I went on to have many more losses but these first three pregnancies show clearly what happens in Rh sensitization cases. Each one gets worse, until the baby can not possibly reach a viable stage in the pregnancy.

I walk the road of an infertile, knowing that I don't truly fit into either category "Fertile" or "Infertile". What I know is the intense desire to have children, and not be able to. What I've learned is that when infertiles go month after month experiencing periods hating that their bodies are telling them they can't have the one thing they desire most. A baby.  They mourn not for the lost child as I have with Little Bean, but the hopes and dreams for that little boy or girl that seems so out of reach. She was going to be the first woman president, he was going to be a wonderful business man or the researcher that found the cure to cancer. We all mourn the hopes, and dreams we had for that child or children and that is our common bond. I don't share the struggle to conceive but I do share the struggle to mother and bring life into existence.

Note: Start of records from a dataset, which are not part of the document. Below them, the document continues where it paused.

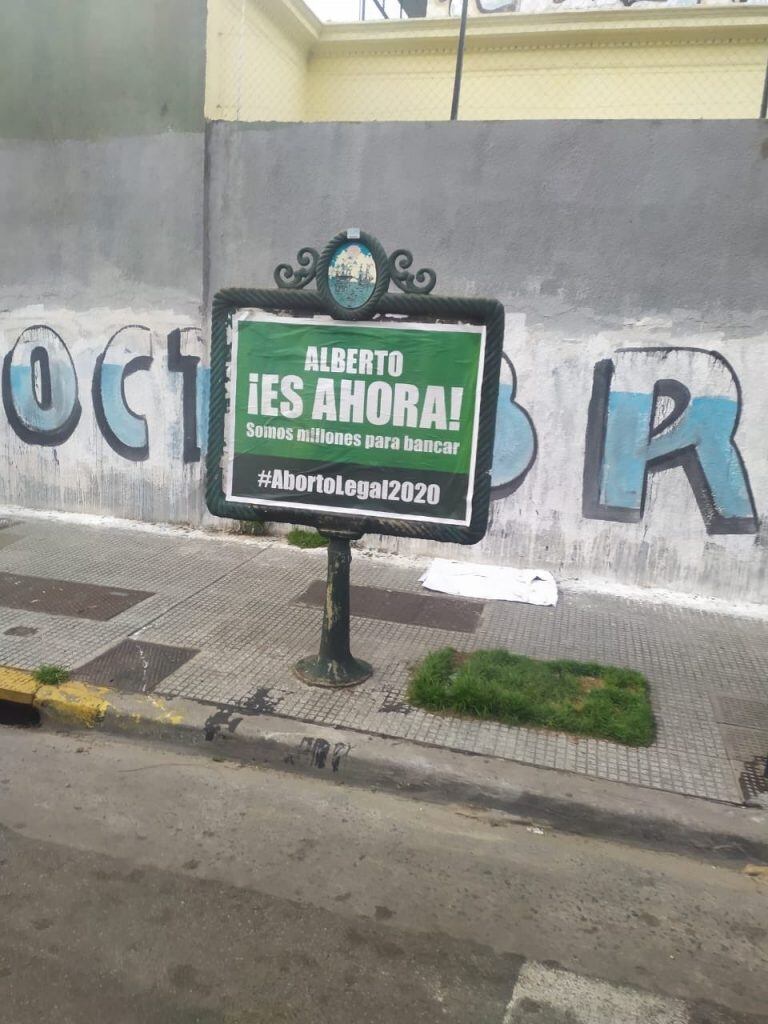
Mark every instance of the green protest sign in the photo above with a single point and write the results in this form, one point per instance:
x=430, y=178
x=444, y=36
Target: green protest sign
x=374, y=418
x=354, y=411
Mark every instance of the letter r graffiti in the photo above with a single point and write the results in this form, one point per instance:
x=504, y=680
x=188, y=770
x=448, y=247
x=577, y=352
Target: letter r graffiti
x=653, y=409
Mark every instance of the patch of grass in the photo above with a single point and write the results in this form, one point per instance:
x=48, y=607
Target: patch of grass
x=570, y=696
x=253, y=527
x=306, y=539
x=50, y=675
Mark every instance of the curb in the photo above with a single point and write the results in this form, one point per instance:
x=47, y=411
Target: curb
x=502, y=792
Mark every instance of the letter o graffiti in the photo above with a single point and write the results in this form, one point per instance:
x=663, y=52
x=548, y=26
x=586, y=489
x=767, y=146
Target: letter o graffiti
x=40, y=387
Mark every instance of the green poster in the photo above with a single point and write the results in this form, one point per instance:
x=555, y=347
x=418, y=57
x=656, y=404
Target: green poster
x=375, y=418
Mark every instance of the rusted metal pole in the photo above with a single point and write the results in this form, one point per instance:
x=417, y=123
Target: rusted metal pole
x=335, y=665
x=460, y=62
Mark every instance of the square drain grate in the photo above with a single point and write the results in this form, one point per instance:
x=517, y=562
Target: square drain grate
x=62, y=597
x=134, y=666
x=453, y=613
x=743, y=744
x=754, y=781
x=736, y=711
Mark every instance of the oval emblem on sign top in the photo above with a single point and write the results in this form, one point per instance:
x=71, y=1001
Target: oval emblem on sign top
x=351, y=274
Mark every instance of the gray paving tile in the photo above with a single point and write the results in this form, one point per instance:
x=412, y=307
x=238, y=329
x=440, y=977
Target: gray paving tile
x=236, y=602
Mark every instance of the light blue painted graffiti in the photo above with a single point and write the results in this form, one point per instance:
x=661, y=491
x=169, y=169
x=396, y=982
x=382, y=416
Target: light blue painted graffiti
x=128, y=351
x=515, y=444
x=40, y=387
x=683, y=411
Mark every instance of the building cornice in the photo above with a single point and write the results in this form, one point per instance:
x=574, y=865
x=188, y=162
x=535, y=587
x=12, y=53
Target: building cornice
x=681, y=26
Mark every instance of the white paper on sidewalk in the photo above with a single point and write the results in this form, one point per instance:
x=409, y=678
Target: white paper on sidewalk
x=496, y=583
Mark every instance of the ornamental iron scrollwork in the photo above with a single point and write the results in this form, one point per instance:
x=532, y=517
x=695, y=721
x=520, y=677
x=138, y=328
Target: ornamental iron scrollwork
x=394, y=268
x=286, y=276
x=420, y=283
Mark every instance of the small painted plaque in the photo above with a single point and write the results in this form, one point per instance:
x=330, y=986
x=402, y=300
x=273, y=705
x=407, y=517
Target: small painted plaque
x=351, y=274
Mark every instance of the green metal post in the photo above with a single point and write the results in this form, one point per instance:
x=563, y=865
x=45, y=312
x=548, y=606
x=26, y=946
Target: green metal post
x=335, y=666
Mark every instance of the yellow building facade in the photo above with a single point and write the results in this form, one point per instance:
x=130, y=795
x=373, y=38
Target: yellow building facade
x=274, y=60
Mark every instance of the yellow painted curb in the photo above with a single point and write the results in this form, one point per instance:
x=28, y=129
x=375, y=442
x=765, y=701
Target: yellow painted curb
x=74, y=704
x=17, y=685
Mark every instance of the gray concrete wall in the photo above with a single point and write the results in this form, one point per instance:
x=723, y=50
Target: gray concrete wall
x=598, y=237
x=92, y=69
x=101, y=167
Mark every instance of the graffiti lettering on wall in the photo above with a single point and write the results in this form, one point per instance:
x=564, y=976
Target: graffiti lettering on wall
x=653, y=409
x=41, y=390
x=515, y=448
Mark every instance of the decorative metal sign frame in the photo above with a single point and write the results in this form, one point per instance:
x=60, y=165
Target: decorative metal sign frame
x=290, y=298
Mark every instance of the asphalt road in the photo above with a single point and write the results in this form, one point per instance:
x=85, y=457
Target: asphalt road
x=144, y=885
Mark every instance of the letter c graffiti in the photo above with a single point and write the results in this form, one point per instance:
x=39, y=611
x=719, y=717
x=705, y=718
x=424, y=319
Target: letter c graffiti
x=40, y=388
x=515, y=444
x=128, y=351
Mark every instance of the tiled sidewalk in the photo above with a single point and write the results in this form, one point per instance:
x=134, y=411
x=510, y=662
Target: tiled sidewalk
x=235, y=607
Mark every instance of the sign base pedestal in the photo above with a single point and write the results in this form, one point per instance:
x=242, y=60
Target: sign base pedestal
x=335, y=667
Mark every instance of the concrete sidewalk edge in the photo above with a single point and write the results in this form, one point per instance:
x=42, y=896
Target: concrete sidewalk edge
x=507, y=792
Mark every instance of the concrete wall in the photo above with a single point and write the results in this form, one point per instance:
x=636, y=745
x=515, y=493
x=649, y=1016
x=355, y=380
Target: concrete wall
x=101, y=168
x=632, y=261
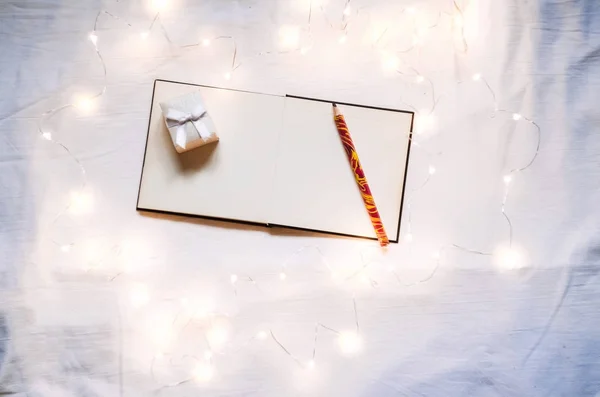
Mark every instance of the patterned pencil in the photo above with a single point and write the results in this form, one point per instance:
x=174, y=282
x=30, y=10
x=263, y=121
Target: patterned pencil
x=359, y=175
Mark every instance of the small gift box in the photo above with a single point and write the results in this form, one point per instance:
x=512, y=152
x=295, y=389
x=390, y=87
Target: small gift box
x=188, y=122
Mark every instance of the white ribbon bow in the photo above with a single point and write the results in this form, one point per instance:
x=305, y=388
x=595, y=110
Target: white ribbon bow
x=178, y=118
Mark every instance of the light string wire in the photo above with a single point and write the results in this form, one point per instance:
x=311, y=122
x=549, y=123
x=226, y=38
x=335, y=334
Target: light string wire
x=45, y=117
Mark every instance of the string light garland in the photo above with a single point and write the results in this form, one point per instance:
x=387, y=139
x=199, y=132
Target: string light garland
x=349, y=342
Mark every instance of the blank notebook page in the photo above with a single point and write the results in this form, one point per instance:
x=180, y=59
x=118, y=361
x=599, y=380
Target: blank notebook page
x=230, y=179
x=314, y=186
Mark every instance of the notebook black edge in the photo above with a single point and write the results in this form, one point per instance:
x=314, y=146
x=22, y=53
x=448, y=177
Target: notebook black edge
x=268, y=225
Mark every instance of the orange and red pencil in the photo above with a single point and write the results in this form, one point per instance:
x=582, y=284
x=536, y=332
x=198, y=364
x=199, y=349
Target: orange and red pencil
x=359, y=175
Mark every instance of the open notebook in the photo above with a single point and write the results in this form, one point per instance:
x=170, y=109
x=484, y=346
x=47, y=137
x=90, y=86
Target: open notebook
x=279, y=162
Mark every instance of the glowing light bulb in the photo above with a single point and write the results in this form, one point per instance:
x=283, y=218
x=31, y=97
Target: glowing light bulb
x=93, y=38
x=290, y=36
x=217, y=335
x=349, y=343
x=509, y=258
x=203, y=372
x=139, y=295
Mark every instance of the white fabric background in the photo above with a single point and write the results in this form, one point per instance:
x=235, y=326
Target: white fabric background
x=66, y=330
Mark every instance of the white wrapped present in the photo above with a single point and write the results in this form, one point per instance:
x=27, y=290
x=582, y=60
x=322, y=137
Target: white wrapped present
x=188, y=122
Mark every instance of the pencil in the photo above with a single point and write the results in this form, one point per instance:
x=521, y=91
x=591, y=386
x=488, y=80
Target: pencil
x=359, y=176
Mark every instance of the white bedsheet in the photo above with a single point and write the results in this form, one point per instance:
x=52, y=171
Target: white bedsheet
x=67, y=326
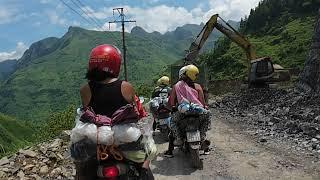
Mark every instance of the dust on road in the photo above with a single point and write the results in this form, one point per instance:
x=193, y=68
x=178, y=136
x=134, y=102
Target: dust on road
x=235, y=155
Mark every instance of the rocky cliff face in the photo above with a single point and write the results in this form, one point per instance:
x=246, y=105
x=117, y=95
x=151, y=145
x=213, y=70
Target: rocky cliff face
x=310, y=77
x=48, y=160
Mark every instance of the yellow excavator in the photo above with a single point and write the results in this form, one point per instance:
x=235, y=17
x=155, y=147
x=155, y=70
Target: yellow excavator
x=261, y=70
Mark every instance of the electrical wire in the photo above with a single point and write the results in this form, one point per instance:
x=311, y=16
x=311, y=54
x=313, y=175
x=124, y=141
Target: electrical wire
x=90, y=12
x=87, y=14
x=75, y=11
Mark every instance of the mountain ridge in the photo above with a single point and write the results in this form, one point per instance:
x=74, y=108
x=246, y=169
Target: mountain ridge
x=50, y=72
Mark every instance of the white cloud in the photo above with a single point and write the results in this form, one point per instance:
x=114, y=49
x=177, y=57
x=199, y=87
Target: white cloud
x=9, y=15
x=54, y=18
x=165, y=18
x=45, y=1
x=231, y=9
x=15, y=54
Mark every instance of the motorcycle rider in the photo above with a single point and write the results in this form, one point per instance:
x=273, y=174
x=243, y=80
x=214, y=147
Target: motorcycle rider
x=163, y=86
x=179, y=94
x=105, y=94
x=163, y=89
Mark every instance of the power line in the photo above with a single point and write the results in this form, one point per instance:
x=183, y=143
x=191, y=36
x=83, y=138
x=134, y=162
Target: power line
x=123, y=21
x=91, y=13
x=86, y=14
x=76, y=12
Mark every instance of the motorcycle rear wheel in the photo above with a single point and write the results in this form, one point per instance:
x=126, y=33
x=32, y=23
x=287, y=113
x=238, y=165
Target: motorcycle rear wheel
x=195, y=158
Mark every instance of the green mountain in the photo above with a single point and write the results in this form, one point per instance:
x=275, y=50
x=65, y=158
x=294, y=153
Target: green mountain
x=13, y=134
x=50, y=72
x=279, y=29
x=7, y=67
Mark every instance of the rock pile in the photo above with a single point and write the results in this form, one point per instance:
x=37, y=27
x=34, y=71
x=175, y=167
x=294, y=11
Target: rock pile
x=272, y=112
x=48, y=160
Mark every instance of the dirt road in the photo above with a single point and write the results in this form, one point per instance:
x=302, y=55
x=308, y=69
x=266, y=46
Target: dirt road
x=236, y=155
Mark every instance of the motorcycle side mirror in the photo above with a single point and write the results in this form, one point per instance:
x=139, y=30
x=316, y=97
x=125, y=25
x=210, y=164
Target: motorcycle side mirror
x=141, y=99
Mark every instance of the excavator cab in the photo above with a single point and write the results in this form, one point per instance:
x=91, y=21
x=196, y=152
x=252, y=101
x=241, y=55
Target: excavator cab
x=261, y=71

When my son Little Bean died, I became angry at God. I felt cold and dead inside. I remember driving to the cemetery and weeping as I lay across his grave. I thought my arms would forever feel empty.Years later I started going back to church, and reclaimed my relationship with Heavenly Father. Now I am remarried, to a wonderful man. He is here everyday, telling, showing and guiding me toward fulfilling our dream of a family together. Hand in hand, with our eyes fixed on Him we walk in faith. Do I feel sad still about past choices, and mistakes? Yes. Do I beat myself up about them? Not anymore. I know that I could have made different choices, better ones perhaps, but maybe making those choices, going through that growth has made me who I am today. I love the me I am today, and I can not wait to tell my little one the story of how we brought them to be, against the odds with faith in Heavenly Father's greater plan.

2 sweet comments:

Unknown said...

So the inquisitive person that I am has a question, if they had given you the RhoGAM on time with Froggy, would any of this still be happening? Would you still not be able to carry a 3rd child to term?

Birdie said...

Good question! Since we aren't sure how or when I was sensitized and began to build antibodies it really is a guessing game. Its also important to remember I just can't carry a positive blood typed baby. It is also very rare now that women end up having the severity of this issue that I have. For instance. At Loyola in Chicago where I had Bug and Little Bean they saw about 9 cases a year and only 3 were new cases of those 9.